Hope to use it more and more in the future.

Regards
Julie


----------



## 88785 (May 9, 2005)

I watched the program, it looked fantastic 

By the way, nice avatar Julie :wink:


----------



## 88809 (May 9, 2005)

*Avatar*

Hi Chris, 
yes it is good isnt it?

This really gr8 bloke helped me. :lol:

regards
Julie


----------



## 88838 (May 9, 2005)

autostratus said:


> SidT said:
> 
> 
> > Hi. On Top Gear tonight, a repeat of Sunday. They tested 3 supercars by driving from Paris down to South West France. There was some excellant footage of and on the Millau Bridge.
> ...


should've turned off the sound and hung around, there were some tremendous shots, although it put my height phobic other half into a cold sweat just thinking about it - :roll:

8)

ps for best millennium [?] bridge in UK - go to Gateshead


----------



## 88927 (May 10, 2005)

I have posted this link for anyone that is interested...

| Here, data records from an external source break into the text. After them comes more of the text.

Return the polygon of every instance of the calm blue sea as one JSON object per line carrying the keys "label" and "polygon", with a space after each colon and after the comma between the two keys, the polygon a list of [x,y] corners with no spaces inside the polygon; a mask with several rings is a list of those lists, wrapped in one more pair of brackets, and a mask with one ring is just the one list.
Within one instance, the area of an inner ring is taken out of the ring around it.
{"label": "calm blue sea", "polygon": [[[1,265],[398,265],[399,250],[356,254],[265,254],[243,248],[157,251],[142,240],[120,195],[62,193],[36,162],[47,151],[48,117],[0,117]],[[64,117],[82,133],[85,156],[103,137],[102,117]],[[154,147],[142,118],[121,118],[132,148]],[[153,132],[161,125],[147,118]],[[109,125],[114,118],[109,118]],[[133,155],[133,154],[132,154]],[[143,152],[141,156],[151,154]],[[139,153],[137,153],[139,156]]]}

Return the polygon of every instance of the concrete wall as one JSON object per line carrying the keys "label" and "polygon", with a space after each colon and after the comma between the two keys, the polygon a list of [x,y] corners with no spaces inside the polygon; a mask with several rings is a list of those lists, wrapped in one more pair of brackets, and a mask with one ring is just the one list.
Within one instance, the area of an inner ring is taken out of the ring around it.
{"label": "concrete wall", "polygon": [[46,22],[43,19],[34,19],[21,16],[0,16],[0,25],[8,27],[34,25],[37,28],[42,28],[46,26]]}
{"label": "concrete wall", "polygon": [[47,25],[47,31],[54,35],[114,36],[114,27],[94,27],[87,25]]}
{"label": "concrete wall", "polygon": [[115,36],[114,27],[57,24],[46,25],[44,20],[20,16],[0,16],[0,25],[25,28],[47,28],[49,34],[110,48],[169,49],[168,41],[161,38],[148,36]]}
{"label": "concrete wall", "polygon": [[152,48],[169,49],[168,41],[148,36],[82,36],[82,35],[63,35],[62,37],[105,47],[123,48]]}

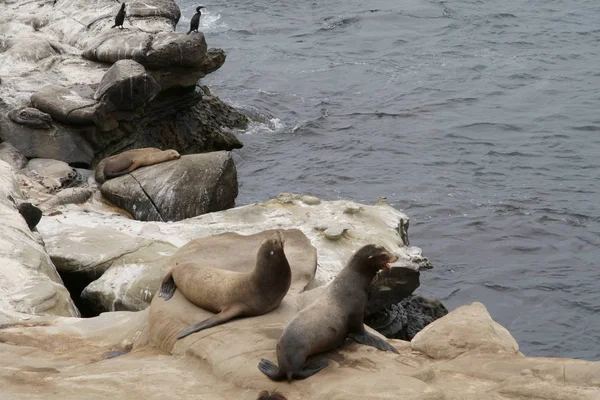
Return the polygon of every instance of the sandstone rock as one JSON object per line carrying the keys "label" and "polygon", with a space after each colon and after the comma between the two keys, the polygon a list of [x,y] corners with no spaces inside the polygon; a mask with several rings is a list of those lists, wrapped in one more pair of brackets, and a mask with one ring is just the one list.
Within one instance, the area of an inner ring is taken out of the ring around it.
{"label": "sandstone rock", "polygon": [[168,260],[176,247],[154,242],[133,253],[124,252],[111,267],[81,293],[94,313],[146,309],[169,270]]}
{"label": "sandstone rock", "polygon": [[466,352],[517,354],[519,345],[495,322],[485,306],[474,302],[450,312],[419,332],[411,348],[434,359],[452,359]]}
{"label": "sandstone rock", "polygon": [[[172,300],[155,301],[171,306],[176,315],[166,308],[159,312],[153,304],[153,309],[142,312],[44,318],[3,327],[2,394],[10,399],[43,393],[44,399],[79,400],[85,393],[86,399],[103,400],[169,398],[176,393],[256,400],[260,391],[273,390],[273,382],[258,372],[256,364],[262,357],[274,359],[285,315],[295,312],[291,302],[284,300],[280,315],[273,311],[231,321],[179,341],[172,347],[173,357],[149,345],[150,331],[162,339],[174,325],[187,326],[204,315],[197,307]],[[145,328],[149,323],[152,329]],[[134,350],[129,352],[132,343]],[[506,353],[436,361],[411,351],[406,342],[392,343],[399,355],[347,342],[325,354],[330,361],[326,369],[307,380],[278,383],[277,391],[290,400],[383,400],[398,398],[399,393],[408,400],[596,400],[600,395],[599,362]],[[523,370],[531,373],[522,375]]]}
{"label": "sandstone rock", "polygon": [[179,221],[233,207],[237,173],[228,152],[194,154],[106,181],[102,195],[141,221]]}
{"label": "sandstone rock", "polygon": [[18,171],[27,165],[27,158],[9,142],[0,143],[0,160]]}
{"label": "sandstone rock", "polygon": [[133,60],[117,61],[108,69],[94,98],[115,110],[135,110],[156,97],[160,86]]}
{"label": "sandstone rock", "polygon": [[49,85],[31,96],[35,108],[52,116],[52,119],[73,125],[92,125],[96,102],[84,98],[75,90]]}
{"label": "sandstone rock", "polygon": [[53,123],[50,129],[32,128],[14,122],[8,116],[10,111],[11,107],[0,99],[0,139],[10,142],[25,157],[91,165],[94,150],[82,137],[86,128],[65,127],[57,123]]}
{"label": "sandstone rock", "polygon": [[47,158],[34,158],[21,171],[37,180],[50,193],[71,186],[77,180],[77,171],[69,164]]}
{"label": "sandstone rock", "polygon": [[0,161],[0,324],[31,315],[79,316],[50,257],[12,198],[20,198],[11,167]]}
{"label": "sandstone rock", "polygon": [[[422,255],[420,248],[404,245],[397,229],[404,224],[403,221],[408,220],[408,217],[393,207],[387,204],[363,204],[361,207],[364,210],[361,213],[348,215],[344,213],[346,207],[344,201],[321,201],[318,205],[307,206],[300,200],[302,195],[288,194],[288,197],[289,201],[273,199],[266,203],[213,212],[175,223],[153,222],[152,224],[128,219],[104,205],[103,208],[99,208],[94,203],[86,203],[83,208],[69,206],[62,215],[45,216],[37,229],[46,240],[48,251],[54,254],[50,246],[52,241],[59,243],[65,236],[71,235],[65,235],[63,231],[70,232],[71,229],[81,231],[82,227],[110,229],[138,240],[145,238],[166,241],[177,247],[183,246],[192,239],[225,232],[248,235],[268,229],[296,228],[310,239],[318,251],[319,268],[311,287],[323,285],[333,279],[353,252],[368,243],[379,243],[398,255],[399,261],[393,265],[394,267],[408,267],[415,270],[430,268],[429,261]],[[330,220],[351,223],[353,227],[350,231],[351,235],[337,242],[324,238],[315,227],[323,221]],[[118,245],[118,241],[115,243]],[[71,245],[61,246],[70,248]],[[106,243],[97,245],[96,248],[110,246]]]}
{"label": "sandstone rock", "polygon": [[5,55],[17,60],[36,62],[59,54],[48,40],[31,37],[9,38],[4,45],[7,48]]}
{"label": "sandstone rock", "polygon": [[43,211],[49,211],[65,204],[85,203],[93,194],[94,191],[90,188],[67,188],[42,202],[40,207]]}

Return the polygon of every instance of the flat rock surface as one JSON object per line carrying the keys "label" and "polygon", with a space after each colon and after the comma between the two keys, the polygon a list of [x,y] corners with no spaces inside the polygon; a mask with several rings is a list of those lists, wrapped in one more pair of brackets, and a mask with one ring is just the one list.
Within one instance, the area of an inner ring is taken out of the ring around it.
{"label": "flat rock surface", "polygon": [[[11,400],[79,400],[82,393],[93,400],[107,396],[255,400],[261,390],[277,389],[289,400],[596,400],[600,396],[600,363],[480,352],[476,343],[485,340],[476,329],[460,338],[470,350],[453,359],[431,359],[403,341],[389,341],[399,354],[347,341],[323,355],[330,364],[318,374],[291,384],[275,383],[256,366],[261,358],[275,359],[276,342],[296,311],[293,298],[297,296],[287,296],[271,313],[234,320],[175,345],[173,335],[210,315],[179,293],[168,302],[157,298],[151,309],[136,313],[44,318],[25,326],[2,327],[2,395]],[[478,305],[464,306],[432,325],[451,325],[461,313],[473,312],[470,308],[485,313]]]}

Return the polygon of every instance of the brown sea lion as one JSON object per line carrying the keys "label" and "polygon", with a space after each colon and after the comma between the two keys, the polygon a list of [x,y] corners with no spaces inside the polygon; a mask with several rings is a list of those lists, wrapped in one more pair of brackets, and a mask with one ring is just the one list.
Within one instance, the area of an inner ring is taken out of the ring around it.
{"label": "brown sea lion", "polygon": [[125,175],[140,167],[154,165],[165,161],[176,160],[179,153],[176,150],[161,150],[155,147],[132,149],[120,154],[107,157],[98,163],[94,178],[98,183]]}
{"label": "brown sea lion", "polygon": [[306,363],[317,353],[341,346],[346,338],[379,350],[398,353],[385,340],[366,331],[363,314],[367,293],[377,272],[398,260],[384,247],[359,249],[319,299],[287,324],[277,343],[279,367],[262,359],[258,369],[274,381],[305,379],[328,365],[327,360]]}
{"label": "brown sea lion", "polygon": [[258,249],[256,266],[249,273],[176,264],[163,279],[158,296],[169,300],[177,288],[191,303],[218,313],[184,330],[177,339],[236,317],[262,315],[277,308],[292,282],[283,243],[279,231],[265,239]]}

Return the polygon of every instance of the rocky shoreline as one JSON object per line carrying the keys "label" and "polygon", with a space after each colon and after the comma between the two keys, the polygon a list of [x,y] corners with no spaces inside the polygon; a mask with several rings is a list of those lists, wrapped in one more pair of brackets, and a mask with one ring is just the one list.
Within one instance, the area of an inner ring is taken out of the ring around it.
{"label": "rocky shoreline", "polygon": [[[118,8],[0,4],[0,399],[256,399],[286,321],[368,243],[399,256],[365,322],[400,355],[348,342],[323,372],[277,384],[288,399],[600,398],[600,363],[526,357],[482,304],[448,313],[415,294],[431,265],[385,201],[235,207],[231,151],[249,119],[197,85],[225,52],[174,32],[172,0],[129,2],[123,30],[110,29]],[[101,160],[146,147],[182,156],[96,181]],[[274,229],[293,277],[281,306],[176,341],[210,313],[155,296],[168,263],[252,264],[239,235]]]}

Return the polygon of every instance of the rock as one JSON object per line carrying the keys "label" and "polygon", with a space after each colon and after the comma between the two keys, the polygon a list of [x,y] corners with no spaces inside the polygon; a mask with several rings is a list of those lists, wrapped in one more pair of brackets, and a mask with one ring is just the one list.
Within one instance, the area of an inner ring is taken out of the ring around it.
{"label": "rock", "polygon": [[347,230],[347,226],[334,224],[325,229],[325,232],[323,232],[323,234],[329,240],[339,240],[344,234],[344,232],[346,232]]}
{"label": "rock", "polygon": [[[262,357],[274,358],[282,320],[293,315],[292,304],[284,300],[287,311],[280,307],[277,316],[273,311],[197,333],[179,341],[172,356],[151,340],[161,345],[171,329],[177,332],[178,326],[203,317],[197,307],[182,309],[172,300],[162,303],[177,314],[156,307],[87,319],[46,318],[0,329],[2,394],[35,398],[41,390],[48,400],[78,400],[81,393],[103,400],[170,398],[176,393],[256,400],[260,391],[273,390],[256,364]],[[169,322],[169,317],[180,321]],[[152,330],[146,329],[149,324]],[[465,354],[440,362],[411,351],[405,342],[391,343],[399,355],[347,341],[325,354],[330,365],[323,371],[292,385],[278,384],[277,391],[290,400],[383,400],[398,398],[398,393],[406,400],[595,400],[600,395],[599,362],[509,354]],[[532,374],[521,375],[524,369]]]}
{"label": "rock", "polygon": [[56,122],[50,129],[32,128],[14,122],[8,116],[11,110],[0,99],[0,139],[10,142],[23,156],[91,165],[94,150],[82,136],[85,129],[65,127]]}
{"label": "rock", "polygon": [[4,43],[4,55],[21,62],[26,60],[37,62],[59,54],[57,49],[48,40],[34,39],[32,37],[8,38]]}
{"label": "rock", "polygon": [[52,119],[73,125],[92,125],[96,102],[82,97],[75,90],[58,85],[43,87],[31,96],[35,108],[52,116]]}
{"label": "rock", "polygon": [[82,301],[93,314],[105,311],[146,309],[168,272],[169,256],[176,247],[155,242],[124,253],[112,260],[110,268],[81,293]]}
{"label": "rock", "polygon": [[112,31],[95,38],[82,56],[111,64],[130,59],[150,69],[197,68],[204,62],[206,50],[202,33],[181,35],[174,32],[149,34]]}
{"label": "rock", "polygon": [[9,142],[0,143],[0,160],[18,171],[27,165],[27,158]]}
{"label": "rock", "polygon": [[393,267],[388,271],[378,273],[369,291],[365,316],[399,303],[410,296],[419,287],[420,275],[419,271],[403,267]]}
{"label": "rock", "polygon": [[411,341],[411,348],[434,359],[453,359],[466,352],[517,354],[519,345],[495,322],[485,306],[474,302],[427,325]]}
{"label": "rock", "polygon": [[[107,183],[122,178],[111,179]],[[68,263],[72,266],[69,268],[76,270],[101,268],[99,271],[106,271],[108,260],[115,262],[124,254],[145,246],[142,244],[147,243],[145,241],[168,242],[181,247],[190,240],[225,232],[250,235],[270,229],[299,229],[317,248],[319,268],[315,280],[309,283],[310,288],[328,283],[354,251],[368,243],[379,243],[398,255],[399,261],[394,264],[395,268],[430,268],[421,249],[407,247],[402,243],[396,228],[408,217],[393,207],[387,204],[363,204],[361,207],[364,210],[361,213],[348,215],[344,213],[345,201],[323,200],[318,205],[308,207],[301,198],[302,195],[288,194],[289,201],[273,199],[262,204],[212,212],[179,222],[151,224],[117,214],[115,210],[92,198],[83,206],[62,208],[60,215],[44,216],[37,229],[46,242],[49,254],[61,269]],[[314,227],[328,220],[348,224],[351,222],[351,235],[346,235],[337,242],[325,238]],[[96,276],[101,273],[103,272]],[[124,276],[122,279],[127,281],[128,278]]]}
{"label": "rock", "polygon": [[356,214],[360,212],[361,208],[358,204],[348,203],[346,204],[346,214]]}
{"label": "rock", "polygon": [[101,192],[141,221],[179,221],[233,207],[237,173],[228,152],[193,154],[106,181]]}
{"label": "rock", "polygon": [[321,203],[321,199],[319,199],[318,197],[314,197],[314,196],[302,196],[300,198],[300,200],[302,200],[302,202],[306,205],[309,206],[316,206],[317,204]]}
{"label": "rock", "polygon": [[34,158],[21,171],[37,180],[50,193],[71,186],[77,180],[77,171],[69,164],[47,158]]}
{"label": "rock", "polygon": [[27,125],[33,129],[50,129],[52,117],[37,108],[23,107],[8,112],[8,117],[17,124]]}
{"label": "rock", "polygon": [[[398,289],[400,292],[401,288]],[[365,324],[385,337],[410,341],[423,328],[446,314],[448,310],[440,301],[409,295],[372,314],[365,313]]]}
{"label": "rock", "polygon": [[79,316],[50,257],[17,211],[14,200],[20,198],[11,167],[0,161],[0,324],[31,315]]}
{"label": "rock", "polygon": [[135,110],[152,101],[160,92],[156,80],[133,60],[117,61],[108,69],[94,98],[113,110]]}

http://www.leviaducdemillau.com/accueil/var/lang/EN/rub/1.html

I found it fascinating and spent ages looking at the techy stuff Sorry......
I also followed the link on one of the pages to the Knights Templar site, which I am very interested in.

I hope you enjoy this as much as I did.

Keith


----------



## oldun (Nov 10, 2005)

Great link, thanks kands.


----------



## Scotjimland (May 23, 2005)

Nice one Keith .. thanks


----------